Tiongkok akhirnya mengeksekusi Liu Han, mantan bos besar Sichuan Hanlong Group. Liu menjalani hukuman mati bersama empat kroninya.
Senin (9/2), kantor berita Xinhua melaporkan, seorang di antara empat orang itu adalah adik kandungnya, Liu Wei.
Xianning Intermediate People’s Court (setingkat pengadilan tinggi) di Provinsi Hubei mengonfirmasikan kematian Liu dan empat terpidana mati lain.
’’Eksekusi segera dilakukan setelah Mahkamah Agung Tiongkok menyetujui hukuman mati terhadap lima terpidana,’’ jelas pihak pengadilan dalam pernyataan resmi. Tetapi, pihak pengadilan tidak memberitahukan waktu dan tempat eksekusi berlangsung.
Hukum yang berlaku di Tiongkok mewajibkan MA mengkaji dan mempertimbangkan seluruh vonis mati yang telah dijatuhkan pengadilan di bawahnya.
Setelah itu, MA harus memberikan rekomendasi kepada pengadilan yang akan menjalankan eksekusi tersebut. Tanpa restu atau persetujuan MA, tidak ada pengadilan yang boleh mengeksekusi terpidana mati di Negeri Panda tersebut.
Liu dan komplotannya dijatuhi hukuman mati pada Mei 2014 setelah terbukti membunuh. Selain itu, mereka terbukti mengelola, mengendalikan, dan berpartisipasi dalam sebuah geng kriminal.
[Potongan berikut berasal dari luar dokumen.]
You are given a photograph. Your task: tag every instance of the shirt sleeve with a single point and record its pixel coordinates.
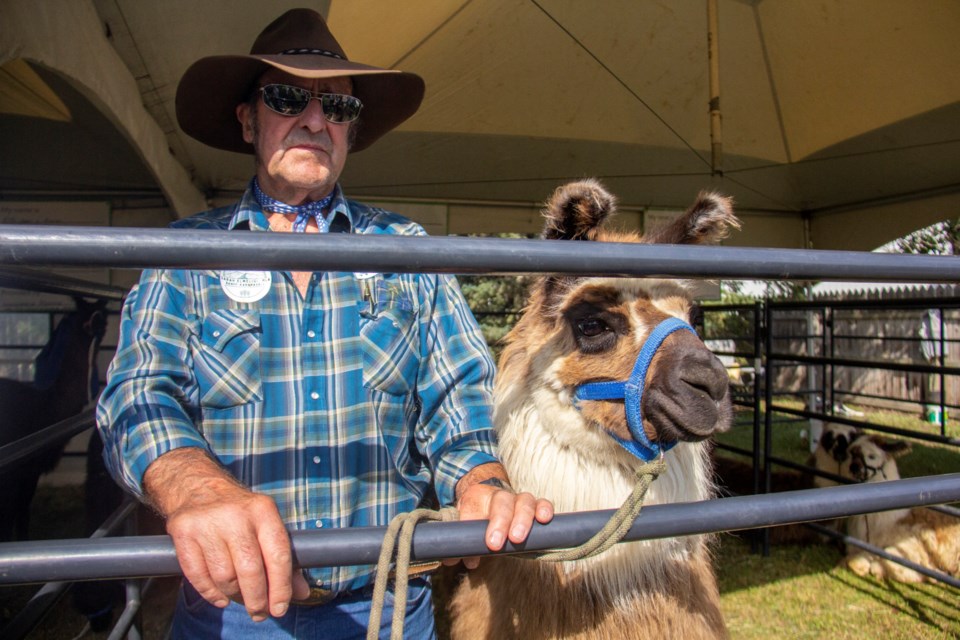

Sebagai bos, Liu jelas berperan sebagai pimpinan geng ala mafia tersebut. Konon, geng itu melibatkan mantan petinggi keamanan Tiongkok yang kini menjadi tersangka dalam kasus korupsi, Zhou Yongkang.
Dalam berkas pengadilan, tim jaksa menyebut Liu sebagai kriminal setara mafia. Sebab, dia menguasai hampir seluruh kasino di Provinsi Sichuan serta memonopoli bisnis perjudian, realestat, dan pertambangan di wilayah barat daya provinsi.
’’Dia tidak segan memerintah anak buahnya untuk menghabisi nyawa rival-rival bisnisnya,’’ kata Xinhua.
Layaknya mafia lain, Liu bersekongkol dengan aparat untuk mengamankan bisnis kotornya. Selain polisi, pria 48 tahun itu ’’bersahabat’’ dengan sejumlah jaksa.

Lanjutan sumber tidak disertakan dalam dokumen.